Titre : Nul pays ne vaut notre terre natale.
Recueil : Les poésies et sonnets d'un voyageur (1844)
Sur les bords d'un lac, que le soleil argente,
Et dont l'onde limpide avec grâce serpente
Autour des vieux châteaux et des vieilles cités,
Souvent seul à l'écart je m'en vais en silence,
Pensif, rêvant à vous, ô mes amis d'enfance !

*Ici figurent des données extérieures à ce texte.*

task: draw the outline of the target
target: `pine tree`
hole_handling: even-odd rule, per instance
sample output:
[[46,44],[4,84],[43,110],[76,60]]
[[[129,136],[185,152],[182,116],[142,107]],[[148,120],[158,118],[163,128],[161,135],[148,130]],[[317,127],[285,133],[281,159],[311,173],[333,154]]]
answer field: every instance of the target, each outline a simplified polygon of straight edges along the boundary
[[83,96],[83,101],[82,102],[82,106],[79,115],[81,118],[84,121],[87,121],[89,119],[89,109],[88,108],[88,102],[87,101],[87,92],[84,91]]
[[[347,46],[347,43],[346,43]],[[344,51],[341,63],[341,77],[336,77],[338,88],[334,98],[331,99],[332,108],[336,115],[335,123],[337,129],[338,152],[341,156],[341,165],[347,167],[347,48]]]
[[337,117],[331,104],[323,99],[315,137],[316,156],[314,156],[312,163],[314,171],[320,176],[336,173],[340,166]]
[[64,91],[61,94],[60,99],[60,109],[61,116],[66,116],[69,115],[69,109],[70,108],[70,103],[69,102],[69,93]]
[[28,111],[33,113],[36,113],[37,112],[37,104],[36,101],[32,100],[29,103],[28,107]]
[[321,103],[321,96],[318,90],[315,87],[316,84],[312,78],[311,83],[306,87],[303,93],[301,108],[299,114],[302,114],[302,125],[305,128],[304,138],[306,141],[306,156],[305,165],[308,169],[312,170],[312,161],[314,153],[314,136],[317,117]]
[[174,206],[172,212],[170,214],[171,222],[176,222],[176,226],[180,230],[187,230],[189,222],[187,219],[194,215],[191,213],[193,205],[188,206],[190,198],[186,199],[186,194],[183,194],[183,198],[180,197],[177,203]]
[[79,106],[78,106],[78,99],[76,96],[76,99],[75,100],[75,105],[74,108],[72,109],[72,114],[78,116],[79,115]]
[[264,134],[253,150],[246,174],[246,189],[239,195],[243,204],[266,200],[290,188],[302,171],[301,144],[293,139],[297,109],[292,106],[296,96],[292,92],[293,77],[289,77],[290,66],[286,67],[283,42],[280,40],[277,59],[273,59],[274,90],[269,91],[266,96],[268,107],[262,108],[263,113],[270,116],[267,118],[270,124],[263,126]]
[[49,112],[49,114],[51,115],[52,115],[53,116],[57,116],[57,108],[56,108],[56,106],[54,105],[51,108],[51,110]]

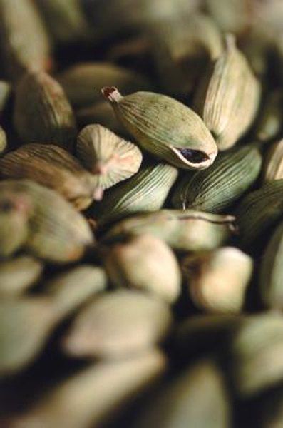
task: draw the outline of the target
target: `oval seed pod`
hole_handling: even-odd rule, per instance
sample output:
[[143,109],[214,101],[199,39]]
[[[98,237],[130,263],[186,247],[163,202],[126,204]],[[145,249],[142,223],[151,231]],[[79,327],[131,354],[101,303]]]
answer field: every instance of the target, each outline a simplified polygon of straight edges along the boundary
[[235,144],[252,125],[260,98],[260,86],[235,38],[212,65],[196,94],[196,111],[212,132],[220,150]]
[[57,144],[72,151],[75,118],[59,83],[46,73],[30,73],[16,88],[14,123],[26,143]]
[[123,97],[113,86],[102,91],[119,121],[147,151],[185,169],[204,169],[213,163],[215,142],[201,118],[184,104],[152,92]]
[[272,144],[267,155],[264,181],[283,178],[283,139]]
[[189,295],[197,307],[207,312],[241,311],[252,278],[252,259],[234,247],[189,255],[182,263]]
[[137,73],[108,62],[76,64],[58,76],[68,99],[76,108],[101,101],[101,89],[116,85],[125,93],[148,89],[150,84]]
[[141,235],[106,250],[104,265],[113,285],[148,291],[169,303],[181,291],[177,258],[161,240]]
[[163,205],[177,175],[166,163],[142,168],[125,183],[107,192],[94,211],[100,225],[130,214],[156,211]]
[[235,218],[192,210],[160,210],[120,220],[103,236],[103,243],[145,233],[179,251],[212,250],[235,231]]
[[123,290],[106,293],[78,313],[62,346],[73,357],[129,355],[161,342],[172,320],[169,306],[153,296]]
[[0,297],[24,294],[41,278],[43,265],[29,255],[19,255],[0,263]]
[[17,79],[27,70],[49,68],[49,40],[32,1],[18,0],[15,7],[11,0],[1,0],[0,28],[2,63],[7,78]]
[[223,211],[254,183],[262,162],[255,145],[220,153],[210,168],[181,180],[173,193],[173,205],[209,213]]
[[135,174],[143,160],[136,146],[101,125],[89,125],[80,132],[76,153],[102,192]]
[[166,359],[157,350],[117,362],[96,362],[65,378],[26,414],[14,418],[12,426],[63,427],[66,418],[68,428],[101,426],[150,389],[166,368]]
[[136,418],[134,428],[230,426],[230,403],[220,368],[210,359],[201,360],[150,396]]
[[52,144],[25,144],[0,158],[4,178],[29,178],[54,189],[78,210],[91,205],[98,185],[76,158]]

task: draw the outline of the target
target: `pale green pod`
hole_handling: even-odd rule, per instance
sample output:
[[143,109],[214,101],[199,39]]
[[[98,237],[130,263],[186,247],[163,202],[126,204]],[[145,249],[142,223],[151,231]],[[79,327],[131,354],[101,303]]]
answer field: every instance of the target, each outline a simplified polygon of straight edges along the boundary
[[133,237],[106,250],[103,259],[115,287],[147,291],[169,303],[179,297],[181,273],[177,258],[159,238],[152,235]]
[[29,255],[19,255],[0,263],[0,296],[15,297],[24,294],[41,277],[44,265]]
[[265,313],[247,317],[231,339],[230,370],[234,388],[245,398],[283,379],[283,317]]
[[269,149],[263,171],[264,181],[283,178],[283,139],[277,141]]
[[[19,19],[21,16],[21,19]],[[38,10],[29,0],[0,1],[1,49],[6,77],[50,68],[50,41]]]
[[163,205],[177,170],[166,163],[142,168],[127,181],[107,192],[94,211],[99,225],[130,214],[153,212]]
[[79,63],[57,76],[70,103],[83,108],[101,101],[101,89],[115,85],[125,93],[148,89],[143,76],[110,62]]
[[250,248],[283,218],[283,180],[266,183],[247,195],[236,217],[241,244]]
[[120,220],[103,237],[108,243],[144,233],[164,240],[180,251],[212,250],[235,231],[235,218],[192,210],[161,210]]
[[219,150],[234,146],[255,118],[261,89],[235,38],[204,76],[196,94],[196,111],[212,133]]
[[205,169],[213,163],[215,142],[202,119],[184,104],[153,92],[122,96],[113,86],[102,92],[143,149],[185,169]]
[[62,347],[77,357],[119,358],[162,342],[173,322],[169,306],[135,291],[106,293],[75,317]]
[[176,208],[223,212],[257,180],[262,158],[255,145],[220,153],[208,169],[184,177],[174,190]]
[[117,411],[150,389],[167,369],[159,350],[83,368],[54,387],[29,411],[12,420],[14,428],[89,428],[113,420]]
[[183,370],[151,397],[134,428],[227,428],[229,394],[216,363],[200,360]]
[[101,125],[88,125],[80,132],[76,153],[102,193],[135,174],[143,160],[138,147]]
[[182,263],[195,305],[215,314],[237,314],[243,308],[253,272],[252,259],[235,247],[189,255]]

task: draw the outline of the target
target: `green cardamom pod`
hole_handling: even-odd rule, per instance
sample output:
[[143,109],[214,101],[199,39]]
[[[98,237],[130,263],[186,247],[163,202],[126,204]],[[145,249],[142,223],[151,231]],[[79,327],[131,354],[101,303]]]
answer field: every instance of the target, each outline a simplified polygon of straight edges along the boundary
[[195,101],[196,111],[215,138],[220,150],[235,144],[252,125],[259,104],[260,86],[235,38],[212,64]]
[[122,96],[113,86],[102,91],[143,149],[185,169],[204,169],[213,163],[215,142],[202,119],[184,104],[153,92]]
[[51,143],[73,149],[76,136],[73,111],[60,84],[46,73],[30,73],[19,81],[14,123],[26,143]]
[[210,168],[184,176],[177,183],[173,204],[176,208],[221,212],[252,186],[260,173],[262,162],[255,145],[220,153]]

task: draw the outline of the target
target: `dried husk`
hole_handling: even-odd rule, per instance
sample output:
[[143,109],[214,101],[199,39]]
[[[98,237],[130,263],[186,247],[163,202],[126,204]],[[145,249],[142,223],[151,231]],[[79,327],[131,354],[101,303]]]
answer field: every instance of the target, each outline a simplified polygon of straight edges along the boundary
[[56,144],[72,151],[75,117],[60,84],[43,72],[26,74],[16,87],[14,123],[26,143]]
[[153,92],[122,96],[113,86],[103,93],[144,150],[185,169],[205,169],[213,163],[215,142],[202,119],[184,104]]
[[130,214],[159,210],[177,175],[177,170],[166,163],[140,168],[131,178],[106,193],[94,210],[102,225]]
[[119,358],[160,343],[173,322],[169,306],[143,292],[119,290],[98,297],[82,310],[63,338],[77,357]]
[[101,125],[88,125],[80,132],[76,153],[102,192],[135,174],[143,160],[136,146]]
[[220,153],[210,168],[185,176],[177,184],[172,199],[173,206],[223,212],[252,185],[262,163],[256,145]]
[[189,255],[182,260],[189,295],[207,312],[237,314],[243,308],[252,259],[235,247]]
[[181,274],[173,251],[151,235],[133,237],[106,250],[104,265],[110,280],[118,287],[149,292],[169,303],[181,291]]
[[219,150],[234,146],[252,125],[261,94],[259,82],[232,34],[226,49],[204,76],[195,106]]
[[235,218],[193,210],[161,210],[120,220],[103,237],[103,242],[144,233],[164,240],[179,251],[212,250],[235,231]]

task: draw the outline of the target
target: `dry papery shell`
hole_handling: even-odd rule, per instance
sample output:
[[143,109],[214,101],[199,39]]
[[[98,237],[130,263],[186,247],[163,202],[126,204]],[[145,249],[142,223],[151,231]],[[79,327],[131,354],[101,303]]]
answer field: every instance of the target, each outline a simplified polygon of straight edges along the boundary
[[234,146],[252,125],[259,106],[261,88],[235,37],[204,76],[195,106],[220,150]]
[[113,420],[135,397],[150,389],[167,368],[159,350],[118,362],[101,362],[81,369],[54,387],[26,414],[11,421],[12,428],[89,428]]
[[153,296],[130,290],[105,293],[78,314],[62,347],[77,357],[125,357],[160,343],[172,322],[170,307]]
[[0,297],[15,297],[40,280],[43,264],[30,255],[19,255],[0,263]]
[[32,1],[17,0],[15,7],[14,1],[1,0],[0,28],[1,64],[9,79],[50,68],[50,41]]
[[135,174],[143,160],[135,144],[101,125],[88,125],[80,132],[76,153],[102,192]]
[[253,271],[252,259],[235,247],[187,255],[182,263],[197,307],[215,314],[241,311]]
[[[27,230],[21,245],[37,257],[53,263],[71,263],[79,260],[93,245],[85,218],[54,190],[29,180],[5,180],[0,183],[1,194],[9,194],[18,204],[21,203]],[[9,229],[7,239],[11,233]]]
[[15,89],[14,124],[26,143],[53,143],[72,151],[75,117],[60,84],[43,72],[26,74]]
[[173,252],[152,235],[132,237],[106,250],[104,265],[113,285],[148,291],[169,303],[181,291],[181,273]]
[[57,78],[76,108],[101,101],[101,89],[107,85],[116,85],[125,93],[150,87],[146,79],[135,71],[108,62],[80,63],[61,73]]
[[202,119],[184,104],[153,92],[122,96],[113,86],[102,92],[144,150],[184,169],[205,169],[213,163],[216,143]]
[[64,149],[53,144],[30,143],[0,158],[4,178],[28,178],[54,189],[78,210],[98,196],[94,177]]
[[235,233],[235,218],[193,210],[160,210],[125,218],[106,233],[103,243],[150,234],[179,251],[212,250]]

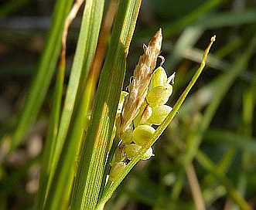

Ô vous que j'ai trop tôt quittés !
Oui, ce lac est riant, cette vallée est belle,
Avec ses monts lointains où la neige étincelle
Ses bois mystérieux, sa mer, sa grande mer,
Qui de tous les côtés murmure sur la plage,
Et je retrouve ici, pour charmer mon voyage,
Plus d'un être qui m'était cher.
Mais nul pays ne vaut notre terre natale ;
Si forte qu'elle soit, nulle amitié n'égale
Celle qui nous sourit dans le printemps du cœur,
Fleur de notre berceau, trésor de la jeunesse,
Baume dont le parfum, dans la froide vieillesse,
Exhale encore sa saveur.
Honte à qui ne sait pas vénérer sa patrie,
À qui ne garde point dans son âme attendrie,
Comme une loi du ciel, comme un dépôt sacré,
L'auguste et tendre aspect du tertre solitaire
Où dorment ses aïeux, de l'église où sa mère
À tour à tour prié, et pleuré.
Xavier Marmier (1808-1892)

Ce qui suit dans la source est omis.